The Federal Court today found that collapsed contracts for difference (CFD) issuer, Union Standard International Group Pty Ltd (USG) and two of its former corporate authorised representatives, BrightAU Capital Pty Ltd (trading as TradeFred) and Maxi EFX Global AU Pty Ltd (trading as EuropeFX), engaged in systemic unconscionable conduct as well as a raft of other contraventions of the law between 2018 and 2020.
The Court heard customers of EuropeFX and TradeFred lost over $83 million during the period of the extensive breaches of the law by these CFD issuers, including systemic unconscionable conduct, misleading and deceptive conduct and the provision of unlicensed personal advice. These companies directly profited from their customers' losses and incentivised their account managers to pressure investors to deposit more funds. The onboarding processes of these companies actively sought to attract customers who were inexperienced or vulnerable. Many of these customers were 'flying blind' and did not understand the risks involved in these highly complex financial products.
In an Australian first, the Court also found that USG breached its general obligation to ensure that the financial services covered by its Australian financial services (AFS) licence were provided 'efficiently, honestly and fairly', where it offered those services to customers in China, and it knew, or ought reasonably to have known, that those customers were likely be contravening Chinese law and it failed to take any reasonable steps to warn its customers that it was exposing them to potential civil and criminal liability in China. This judgment has important implications for entities providing financial services under an AFS licence to customers outside of Australia. Justice Wigney held that the general obligations of AFS licensees are not limited to financial services provided to customers in Australia.
ASIC had warned CFD issuers in 2019 that ASIC would consider whether breaching overseas law is consistent with obligations under Australian law to provide services 'efficiently, honestly and fairly'.
ASIC Deputy Chair Sarah Court said, 'This outcome sets an important precedent for Australian based financial services licensees providing services such as margin forex trading to overseas customers under their AFS licence where such offerings are prohibited.

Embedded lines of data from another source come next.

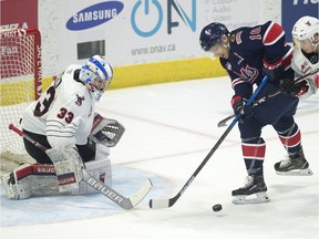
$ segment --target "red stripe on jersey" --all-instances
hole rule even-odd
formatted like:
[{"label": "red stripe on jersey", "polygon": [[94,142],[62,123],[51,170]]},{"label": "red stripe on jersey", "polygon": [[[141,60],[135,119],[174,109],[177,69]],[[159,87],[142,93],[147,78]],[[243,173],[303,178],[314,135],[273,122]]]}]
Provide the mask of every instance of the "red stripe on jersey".
[{"label": "red stripe on jersey", "polygon": [[266,152],[266,144],[245,144],[241,143],[241,150],[244,158],[259,158],[264,159]]},{"label": "red stripe on jersey", "polygon": [[290,135],[290,136],[287,136],[287,137],[284,137],[281,135],[279,135],[279,138],[281,141],[281,143],[286,146],[286,147],[295,147],[297,146],[298,144],[300,144],[301,142],[301,134],[300,134],[300,131],[298,128],[298,131],[294,134],[294,135]]},{"label": "red stripe on jersey", "polygon": [[264,44],[272,45],[285,34],[281,25],[276,22],[271,22],[264,35]]},{"label": "red stripe on jersey", "polygon": [[282,66],[286,70],[288,70],[289,67],[291,67],[291,59],[292,59],[292,52],[294,52],[294,48],[290,48],[289,51],[286,53],[286,55],[284,55],[282,58]]}]

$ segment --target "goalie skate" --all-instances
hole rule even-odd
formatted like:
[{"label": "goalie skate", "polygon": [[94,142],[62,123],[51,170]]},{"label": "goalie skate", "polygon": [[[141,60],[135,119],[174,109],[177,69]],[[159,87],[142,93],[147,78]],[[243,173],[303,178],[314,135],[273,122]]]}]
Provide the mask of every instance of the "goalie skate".
[{"label": "goalie skate", "polygon": [[244,187],[231,191],[233,204],[264,204],[270,199],[263,176],[247,176]]}]

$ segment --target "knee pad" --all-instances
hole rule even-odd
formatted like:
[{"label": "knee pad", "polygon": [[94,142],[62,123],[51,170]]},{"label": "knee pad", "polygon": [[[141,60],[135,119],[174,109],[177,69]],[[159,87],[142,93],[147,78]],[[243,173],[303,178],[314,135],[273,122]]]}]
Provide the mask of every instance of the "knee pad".
[{"label": "knee pad", "polygon": [[[107,186],[112,186],[111,159],[109,157],[100,160],[88,162],[85,163],[85,167],[90,175],[100,179]],[[80,181],[79,189],[72,190],[72,195],[89,195],[96,193],[99,191],[83,180]]]}]

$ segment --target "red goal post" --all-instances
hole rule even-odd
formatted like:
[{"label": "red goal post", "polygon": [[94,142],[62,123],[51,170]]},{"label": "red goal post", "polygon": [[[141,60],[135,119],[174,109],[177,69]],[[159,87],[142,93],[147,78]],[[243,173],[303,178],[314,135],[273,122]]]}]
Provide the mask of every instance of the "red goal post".
[{"label": "red goal post", "polygon": [[7,160],[28,158],[21,137],[10,132],[9,124],[19,126],[24,108],[42,93],[41,34],[38,29],[0,31],[0,149],[1,169]]}]

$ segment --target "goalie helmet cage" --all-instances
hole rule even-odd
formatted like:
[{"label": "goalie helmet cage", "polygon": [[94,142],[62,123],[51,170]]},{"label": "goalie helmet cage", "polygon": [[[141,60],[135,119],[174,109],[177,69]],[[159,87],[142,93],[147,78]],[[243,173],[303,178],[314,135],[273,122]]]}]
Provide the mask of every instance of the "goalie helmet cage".
[{"label": "goalie helmet cage", "polygon": [[9,131],[19,125],[24,108],[42,93],[41,34],[38,29],[0,31],[0,149],[1,169],[9,159],[28,160],[21,137]]}]

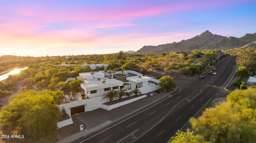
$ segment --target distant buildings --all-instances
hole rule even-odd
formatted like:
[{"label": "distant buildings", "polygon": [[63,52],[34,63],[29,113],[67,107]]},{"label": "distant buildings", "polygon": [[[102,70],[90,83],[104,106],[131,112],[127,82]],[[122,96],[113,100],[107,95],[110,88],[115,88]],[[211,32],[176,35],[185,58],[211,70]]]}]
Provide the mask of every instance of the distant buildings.
[{"label": "distant buildings", "polygon": [[97,69],[97,68],[99,68],[102,67],[105,68],[108,68],[108,64],[88,64],[86,62],[84,63],[84,64],[82,65],[82,67],[85,67],[86,65],[88,65],[91,70],[93,70]]},{"label": "distant buildings", "polygon": [[247,81],[245,83],[245,85],[256,87],[256,75],[254,75],[254,76],[250,76],[247,80]]}]

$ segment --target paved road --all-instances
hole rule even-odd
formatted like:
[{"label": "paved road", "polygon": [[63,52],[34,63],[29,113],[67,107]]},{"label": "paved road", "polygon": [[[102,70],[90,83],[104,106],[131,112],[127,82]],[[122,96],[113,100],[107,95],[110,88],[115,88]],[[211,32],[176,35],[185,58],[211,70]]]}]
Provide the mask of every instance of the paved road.
[{"label": "paved road", "polygon": [[218,98],[226,96],[224,87],[234,72],[235,57],[228,56],[216,67],[216,75],[204,78],[174,78],[178,90],[114,122],[76,143],[165,143],[178,129],[184,129],[192,117],[200,115]]}]

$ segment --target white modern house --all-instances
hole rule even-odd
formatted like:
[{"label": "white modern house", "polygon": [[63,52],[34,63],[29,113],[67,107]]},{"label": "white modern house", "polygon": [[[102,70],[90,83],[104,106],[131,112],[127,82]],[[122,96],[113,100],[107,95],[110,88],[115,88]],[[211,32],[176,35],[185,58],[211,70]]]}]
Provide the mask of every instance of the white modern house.
[{"label": "white modern house", "polygon": [[256,87],[256,75],[250,76],[245,84],[247,86]]},{"label": "white modern house", "polygon": [[79,77],[84,83],[81,84],[82,94],[90,98],[102,96],[110,90],[120,88],[123,82],[115,79],[104,77],[104,74],[98,72],[79,73]]},{"label": "white modern house", "polygon": [[151,78],[139,75],[127,77],[126,80],[129,80],[129,88],[134,89],[148,86]]},{"label": "white modern house", "polygon": [[[109,99],[103,99],[103,95],[104,93],[110,90],[118,90],[120,88],[124,88],[128,92],[129,92],[134,88],[138,88],[142,94],[145,94],[159,89],[159,85],[156,85],[158,84],[158,80],[142,76],[142,74],[130,70],[124,71],[124,76],[128,76],[127,74],[129,73],[138,75],[126,77],[126,80],[129,80],[128,82],[129,85],[125,86],[124,86],[122,81],[105,78],[104,71],[80,73],[77,78],[81,79],[83,82],[81,84],[81,95],[79,95],[83,97],[82,99],[72,101],[69,103],[58,105],[58,106],[60,109],[64,108],[67,113],[71,118],[72,115],[81,112],[90,111],[100,108],[110,110],[146,97],[146,95],[144,95],[136,98],[136,99],[134,98],[129,100],[130,101],[122,102],[119,105],[115,104],[114,105],[114,107],[106,107],[106,106],[104,104],[109,102]],[[121,71],[118,71],[116,74],[122,74],[122,73]],[[150,82],[150,81],[152,82]],[[127,83],[126,83],[126,84],[128,84]],[[71,118],[58,122],[57,126],[60,128],[72,123],[73,122]]]}]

'The conduct of licensees providing services to overseas customers under their AFS licences has attracted considerable attention from regulators globally and this judgment is important in protecting the reputation of Australia's financial services licencing regime.'
The Court found that EuropeFX and TradeFred employed a system of conduct and engaged in patterns of behaviour that were unconscionable as they:
- derived the bulk of their revenue from customers' trading losses;
- provided a remuneration incentive to account managers to encourage and pressure customers to deposit more funds into their trading accounts;
- failed to address known misconduct by account managers;
- failed to give vulnerable customers any adequate explanations about the relevant financial products and the risks involved in trading in them;
- made misleading or deceptive representations, including about profits that could be generated;
- employed inappropriate, unfair or sharp practices;
- pressured vulnerable customers to trade and deposit more funds into their trading accounts, including encouraging customers to fund their trading through superannuation accounts or credit cards; and
- provided personal advice to their customers when they were not licensed to do so.
USG was held liable for this conduct as the AFS licensee holder who authorised them to operate.
Ms Court said, 'ASIC took this case to stand up for vulnerable consumers.
'Over a two-year period, Union Standard and its authorised representatives downplayed the risk and overpromised profits of the high-risk CFD products.
'These entities profited from trades when their customers lost and EuropeFX attempted to argue this was not the case, which the Court firmly rejected.'
Account managers at EuropeFX and TradeFred reassured customers that its interests were aligned with that of its customers. However, the Court found that most customers lost money, and in up to 95% to 99% of cases. EuropeFX and TradeFred took the opposite position to customer trades, meaning that they profited when customers lost money on trades.
Justice Wigney stated, 'I have no hesitation in concluding that EuropeFX's conduct was so far outside societal norms of acceptable behaviour in respect of the provision of financial services as to warrant condemnation as conduct that is offensive to conscience.'
The matter has been listed for a case management hearing on 19 February 2025.